Vous dites que je dois avoir des masses de choses à vous raconter que voulez-vous que je vous raconte ; il ne se passe rien ici, rien qui soit d’une nature agréable à raconter. Un petit incident est venu la semaine dernière nous rappeler à la vie ; mais s’il ne vous donne pas plus de plaisir qu’il ne nous en a donné, vous n’aurez pas à me remercier de vous en avoir fait part. Cet incident était tout simplement l’arrivée d’un officier du shérif qui était venu rendre une visite à B… pour l’inviter à payer ses dettes, ou à faire un tour à York. Nécessairement il a fallu payer ses dettes. Il n’est pas agréable de perdre ainsi de l’argent de temps à autre ; mais à quoi servirait-il d’insister sur ce sujet ? Cela ne le rendra pas meilleur. »

« 1er mars 1847….. Branwell s’est très mal conduit tous ces temps-ci. L’extravagance de sa conduite et les insinuations mystérieuses qu’il lâche par momens (car il ne parle jamais nettement) me font supposer que bientôt nous entendrons parler de nouvelles dettes contractées par lui. »

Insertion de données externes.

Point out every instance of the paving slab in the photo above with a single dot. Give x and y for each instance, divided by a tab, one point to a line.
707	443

« 11 janvier 1848….. Nous n’avons pas été fort à notre aise à la maison depuis quelque temps. Par un moyen ou par un autre, Branwell s’est procuré de l’argent, et nous a rendu la vie très dure. Papa est harassé jour et nuit, et nous, nous n’avons pas de repos ; Branwell est toujours malade, deux ou trois fois il a eu des accès. Quelle sera la fin de tout cela ? Dieu le sait ! Mais quelle vie n’a pas quelque triste revers de médaille, une malédiction secrète, un squelette voilé derrière un rideau ? Il faut faire du mieux qu’on peut et endurer ce que Dieu nous envoie. »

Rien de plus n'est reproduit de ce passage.